The Automobile Association of Tanzania staged six motor rallies during the countdown to the 2012 national championship without any serious injuries to drivers, navigators, officials or fans.
That the season was that successful and without incident despite the vulnerability of this particular sport to accidents highlights effectiveness with which the association treats the need ensure measures.
A number of motor rallies were as usual staged in Dar es Salaam, Moshi and Arusha and all drivers, navigators and fans ended the events safe.
This is something for Tanzanians to be very proud about, particularly in that loss of life and limb during motor rallies is a common feature in many countries across the globe.
AAT emerged third overall best in 2011 in ensuring safety during motor rallies, winning accolades from the International Automobile Federation (FIA).
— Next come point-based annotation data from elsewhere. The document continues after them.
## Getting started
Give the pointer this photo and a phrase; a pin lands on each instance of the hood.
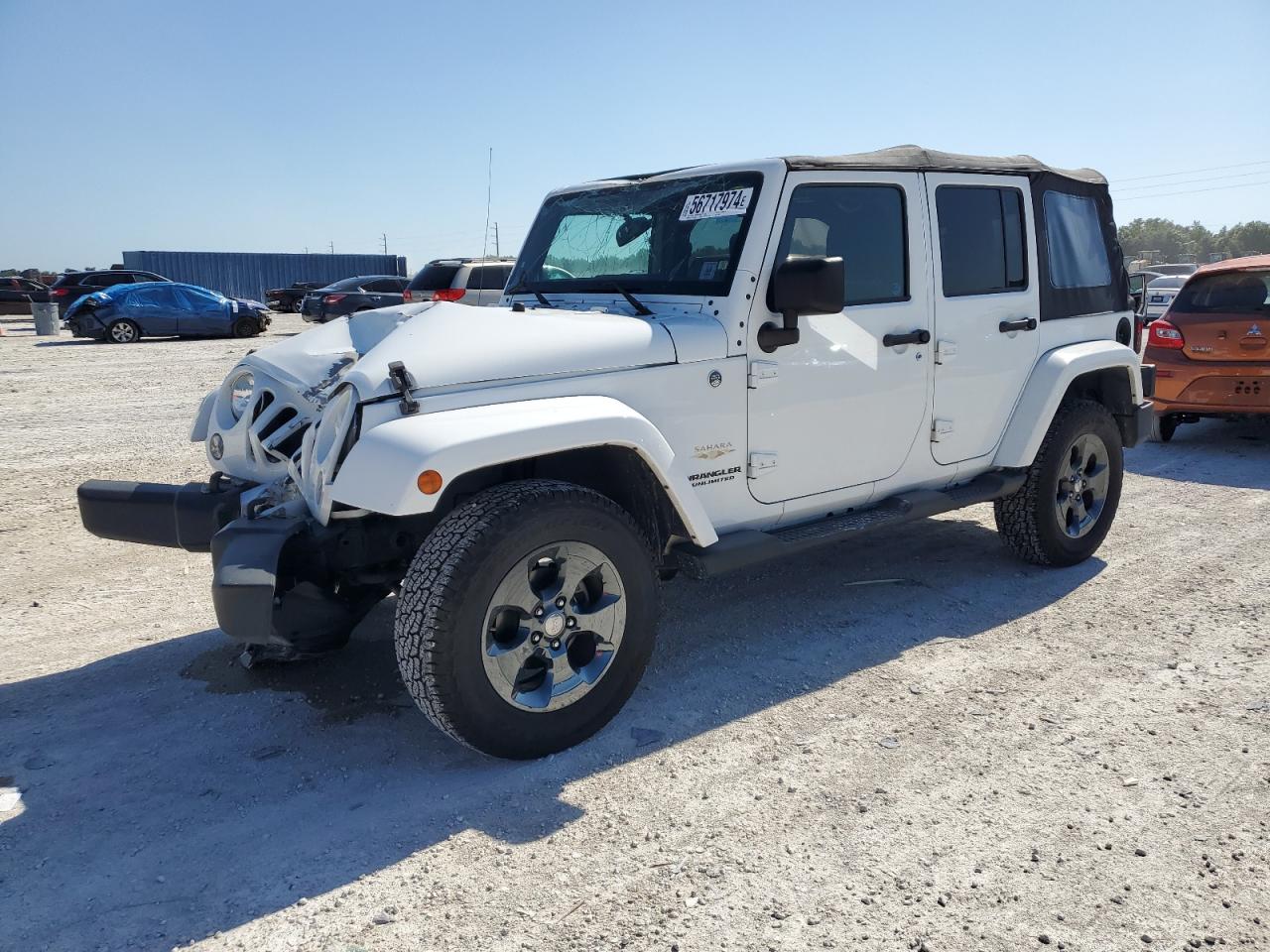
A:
(448, 344)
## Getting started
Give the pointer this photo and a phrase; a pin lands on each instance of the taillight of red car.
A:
(1165, 334)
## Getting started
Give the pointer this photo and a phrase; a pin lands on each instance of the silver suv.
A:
(470, 281)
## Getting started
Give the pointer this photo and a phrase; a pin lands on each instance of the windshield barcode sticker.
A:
(716, 204)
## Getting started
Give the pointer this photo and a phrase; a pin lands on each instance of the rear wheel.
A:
(527, 617)
(1066, 506)
(123, 331)
(1162, 428)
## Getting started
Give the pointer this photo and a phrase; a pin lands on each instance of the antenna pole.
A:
(489, 191)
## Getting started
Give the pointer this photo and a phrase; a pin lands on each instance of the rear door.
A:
(987, 307)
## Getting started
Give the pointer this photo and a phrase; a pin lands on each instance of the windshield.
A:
(681, 236)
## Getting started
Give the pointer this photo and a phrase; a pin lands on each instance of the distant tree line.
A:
(1171, 240)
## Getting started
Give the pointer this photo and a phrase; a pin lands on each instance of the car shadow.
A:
(1214, 452)
(169, 794)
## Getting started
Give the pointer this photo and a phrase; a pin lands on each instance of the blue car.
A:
(123, 313)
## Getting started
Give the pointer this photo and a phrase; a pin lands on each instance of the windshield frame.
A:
(557, 207)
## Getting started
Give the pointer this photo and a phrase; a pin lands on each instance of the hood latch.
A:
(403, 382)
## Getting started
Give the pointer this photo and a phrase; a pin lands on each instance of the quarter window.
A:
(864, 225)
(982, 248)
(1074, 238)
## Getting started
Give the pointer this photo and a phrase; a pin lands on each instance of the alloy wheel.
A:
(1082, 485)
(553, 626)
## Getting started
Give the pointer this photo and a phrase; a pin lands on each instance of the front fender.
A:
(381, 470)
(1049, 381)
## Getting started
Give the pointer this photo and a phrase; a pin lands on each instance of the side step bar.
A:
(749, 547)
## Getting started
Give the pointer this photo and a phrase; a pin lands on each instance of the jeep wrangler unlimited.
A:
(689, 372)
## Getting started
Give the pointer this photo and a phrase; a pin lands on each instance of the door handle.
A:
(916, 336)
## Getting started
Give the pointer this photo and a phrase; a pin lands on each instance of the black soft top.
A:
(917, 159)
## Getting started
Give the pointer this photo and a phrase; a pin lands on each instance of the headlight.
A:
(241, 391)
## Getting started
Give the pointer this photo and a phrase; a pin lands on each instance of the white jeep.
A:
(689, 372)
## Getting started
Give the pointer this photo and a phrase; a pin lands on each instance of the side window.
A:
(488, 278)
(864, 225)
(982, 244)
(1074, 238)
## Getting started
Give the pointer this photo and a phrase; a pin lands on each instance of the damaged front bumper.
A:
(271, 580)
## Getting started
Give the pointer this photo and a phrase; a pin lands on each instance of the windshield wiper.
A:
(521, 290)
(630, 298)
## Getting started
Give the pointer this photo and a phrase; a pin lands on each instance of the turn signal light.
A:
(1164, 334)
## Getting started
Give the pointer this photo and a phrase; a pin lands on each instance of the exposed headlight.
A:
(241, 390)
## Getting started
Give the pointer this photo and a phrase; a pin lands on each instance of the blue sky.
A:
(281, 126)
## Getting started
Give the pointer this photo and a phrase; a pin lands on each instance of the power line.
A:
(1196, 190)
(1196, 172)
(1194, 181)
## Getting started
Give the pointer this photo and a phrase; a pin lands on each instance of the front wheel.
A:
(1066, 506)
(527, 617)
(123, 331)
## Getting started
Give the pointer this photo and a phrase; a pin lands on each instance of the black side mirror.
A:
(803, 286)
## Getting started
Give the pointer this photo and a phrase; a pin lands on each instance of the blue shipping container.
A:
(250, 275)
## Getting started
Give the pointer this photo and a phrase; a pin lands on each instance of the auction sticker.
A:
(716, 204)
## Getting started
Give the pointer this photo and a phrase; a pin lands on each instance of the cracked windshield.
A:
(674, 238)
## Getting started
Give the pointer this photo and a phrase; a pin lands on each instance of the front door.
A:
(985, 308)
(843, 407)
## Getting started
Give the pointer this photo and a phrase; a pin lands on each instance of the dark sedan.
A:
(72, 286)
(126, 312)
(17, 295)
(289, 299)
(353, 295)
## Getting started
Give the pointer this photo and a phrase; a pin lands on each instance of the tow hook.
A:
(403, 382)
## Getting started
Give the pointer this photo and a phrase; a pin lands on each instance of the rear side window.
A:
(862, 225)
(488, 278)
(982, 246)
(435, 277)
(1234, 293)
(1078, 250)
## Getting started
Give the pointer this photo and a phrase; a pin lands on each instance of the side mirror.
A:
(803, 286)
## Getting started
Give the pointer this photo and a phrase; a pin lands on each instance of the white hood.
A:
(445, 344)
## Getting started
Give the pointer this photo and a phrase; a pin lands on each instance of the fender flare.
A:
(382, 466)
(1051, 379)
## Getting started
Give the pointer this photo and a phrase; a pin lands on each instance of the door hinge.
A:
(761, 463)
(762, 372)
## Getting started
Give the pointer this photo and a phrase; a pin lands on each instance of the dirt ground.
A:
(919, 743)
It similarly sparkled again last year, which was no mean feat.
The association said during the recent prize awarding ceremony for last season’s motor rally winners that a total of 97 club officials attended seminars on safety improvement last year.
The safety training came at a most opportune time for as the relevant authorities have intensified the crusade for the paramount need to spare the lives of pedestrians and all other road users.
Through the training, officials representing motor sport clubs learned the best ways of organising motor rallies, much to the appreciation of fans and drivers alike.
Despite the vulnerability of motor rallies to accidents, care for safety is on the rise in the country, with spectators now more readily watching the events from close range without fear.
But the praise being showered on AAT should not make the association become complacent, forgetting that safety must prevail for long periods and should not be a fast receding wave of inspiration.
Additionally, more training on safety should target both drivers and fans so that they are all conversant with ways to steer clear of accidents.
In line with the United Nations special decade (2010-2020) on the need to curb road accidents, whether through motor sport or normal road usage, AAT must have enhancement of safety as a priority item on the agenda of all its meetings.
Given the high prevalence of road accidents in the country, AAT must take charge even where it is relatively minor or few motor rallies being staged.
It is on record that accidents during motor rallies left five people dead in 2009 – in Morogoro Region. Luckily, safety has been appreciably enhanced in all subsequent years. There is need to maintain the momentum so that, at the very worst, we don’t overshoot the current single-digit level in terms of fatalities.
We are informed that the government, specifically the authorities overseeing education, youth, culture and sports, would like to see the scope of the training organised by AAT be of a wider scope. Indeed, that is as it should be – which also automatically means appropriately supporting the association.
Part of the training should centre on sensitising the public on their role in promoting safety during motor rallies and generally. After all, isn’t the need to ensure safety the responsibility of every member of society?